Sunday, June 15, 2014
Vancouver International Jazz Festival: Jun 20 - Jul 1 | Susanna and Hedvig Mollestad Trio North American Tours: Jun 19 - 30 | Earshot Jazz presents Bushman's Revenge at The Royal Room: Jun 23
Up north the Vancouver International Jazz Festival plays host to a set of Scandinavian artists on the always qualitative Rune Grammofon label, as the convergence point in their tours across the US and Canada. With a date at Seattle's The Royal Room on June 23! Over the course of the Vancouver festival's ten days, the expansive spectrum of all things that could be Jazz are represented, including three artists from the more adventurous Scandinavian fringe. Atmospheric Jazz-pop chanteuse Susanna will be performing outside the context of her usual 'Magic Orchestra', her recent solo work garnering high praise from The Guardian.
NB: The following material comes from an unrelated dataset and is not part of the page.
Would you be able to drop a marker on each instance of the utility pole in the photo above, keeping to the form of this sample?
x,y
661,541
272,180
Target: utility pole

The heavy electric jazz power-Improv trio, Bushman's Revenge who occupy a space between the rhythm section of post-BeBop and guitar riffs of Psych and Metal, a sound Jazzwise called rousing and portentous and The Quietus lauded as a significant development within the context of the larger Norwegian Jazz and Rune Grammofon chronology. Lastly, another trio of hard rockers who made Jazz Times' Top 50 Albums of 2013 list with their fusion of guitar with a progressive and lyrical modern jazz, the Hedvig Mollestad Trio. It's been a good while since this particular brand of Jazz from the Northern regions of Europe graced Seattle, in fact, almost two years to the day when In The Country delivered a expressive set beyond the standard of what one expects of a piano-led Jazz Trio. Their show at Tula's was a confluence of post-Rock rhythm dynamics, upright bass and minimal Electronic punctuation, juxtaposed against some of the finest free-form piano playing I've seen live.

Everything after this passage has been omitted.